A new study finds that using observational ratings of beginning teachers may be a viable alternative—or a useful complement—to relying solely on controversial “value-added” modeling (VAM) in evaluation of educator preparation providers (EPPs).

An article about the study by Matthew Ronfeldt and Shanyce Campbell of the University of Michigan School of Education, published in the journal Educational Evaluation and Policy Analysis, is now available online.

In what the authors describe as the first study to investigate the use of teachers’ observational ratings to evaluate their preparation programs and institutions, the results are compelling.

“The demands for teacher preparation accountability continue to grow, from the proposed federal regulations to new accreditation standards,” said Ronfeldt, who was also the 2016 recipient of AACTE’s Outstanding Journal of Teacher Education Article Award. “We sorely need better ways to assess program quality. Although VAM makes an important contribution to our understanding of program outcomes, we likely need multiple measures to capture something as complex as preparation quality. We are excited to find that teacher observational ratings could be a viable supplement.”
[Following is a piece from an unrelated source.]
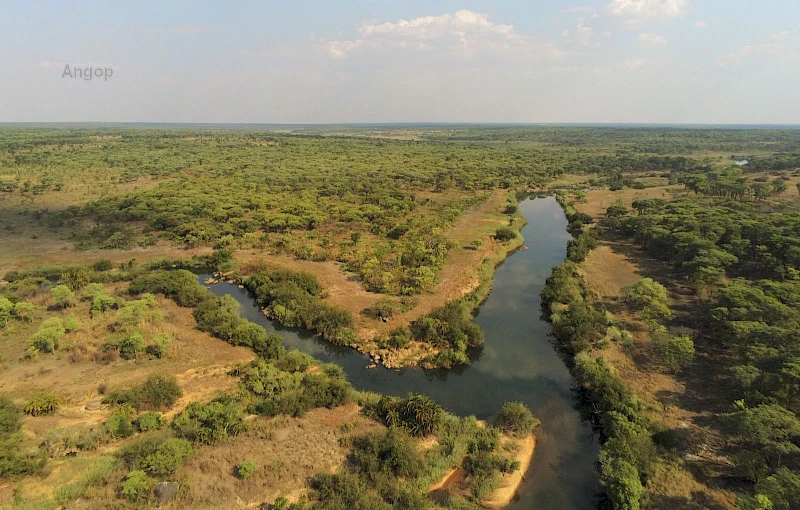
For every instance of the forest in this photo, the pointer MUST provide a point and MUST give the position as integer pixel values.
(105, 229)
Some potential advantages of observational ratings are that they are available for most teachers, are direct measures of instruction, and can provide useful feedback to teachers and programs about performance in specific areas of instruction. Currently, VAM is widely used to measure teachers’ impact on student achievement, but the evidence is mixed on its reliability. Moreover, the method’s dependence on standardized test scores has faced especially heavy criticism in the current backlash against overtesting. Extending this model to judge effectiveness of teachers’ EPPs has also been widely criticized for unfairly penalizing programs that send teachers into low-performing schools and for failing to capture performance of graduates teaching in nontested subjects and levels, among other concerns.

Tennessee is the birthplace of VAM, originating in the Tennessee Value-Added Assessment System (TVAAS) developed in the 1990s and still in use today. The state also employs observational rubrics that collect numerical ratings for each teacher, usually several times per year, across a number of domains and indicators. Ronfeldt and Campbell drew on both of these statewide data sources for their study, identifying nearly 9,500 teachers who completed in-state preparation programs between 2009-10 and 2012-13 and were employed in more than 1,500 Tennessee public schools during the 2011-12 through the 2013-14 academic years. These teachers came from 183 programs at 44 different providers around the state.
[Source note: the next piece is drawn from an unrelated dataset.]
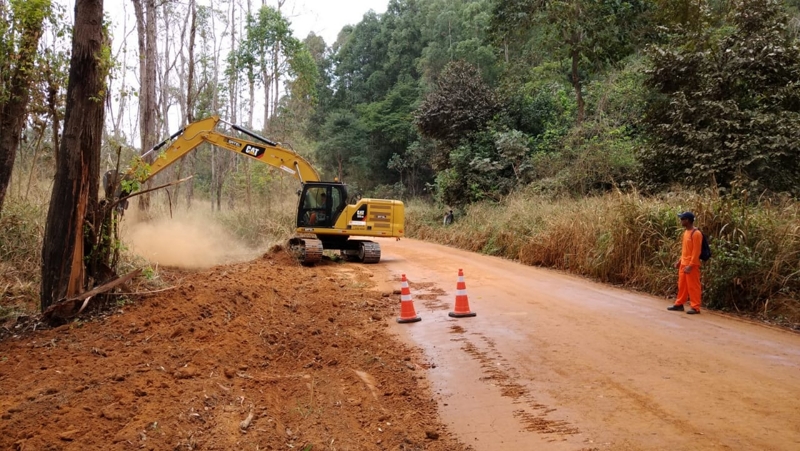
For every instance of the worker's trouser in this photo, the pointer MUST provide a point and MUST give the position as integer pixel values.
(689, 288)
Testing uncharted waters in connecting teachers’ observational ratings to their specific preparation program, Ronfeldt and Campbell first investigated what modeling approach would work best. They found that using simple averages would likely penalize programs that supply teachers to schools with more historically marginalized students. All regression approaches they tested were preferable to using averages, though they argue that “school fixed effects” and hierarchical linear models seem to do a better job of adjusting for differences between schools than ordinary least squares models. The authors are careful to note that a few programs in the study came out with very different rankings under the different models—as disparate as being in the top quartile in one but the bottom quartile in another—making the choice of model profoundly significant for at least that small percentage of programs.

In the end, the authors found that observational ratings of EPP graduates did indeed reveal significant and meaningful differences among providers and programs. The difference between the average quality of graduates in the top and in the bottom quartile programs was roughly equivalent to a full year of teaching experience. Additionally, more than half of the programs in the study were ranked in a different quartile than their host institution, suggesting that assessing institutions alone may not be sufficient. Doing so would, for example, risk penalizing a high-performing program in a low-performing institution.  

In addition, assessing providers using graduates’ observational ratings produced moderately similar results to evaluations based on their students’ achievement gains as measured by TVAAS. For some programs, though, the choice of outcome measure (observation ratings vs. VAM scores) made a significant difference in their rankings.

If used for high-stakes policy purposes such as program approval and accreditation standards, Ronfeldt and Campbell suggest combining observation-based with VAM-based approaches as complementary “checks and balances” for capturing program outcomes, along with other factors such as graduates’ retention data. Just as teacher evaluation needs to employ multiple measures to capture varied dimensions of teacher quality, so must assessment of EPP quality reflect the complexity of the enterprise.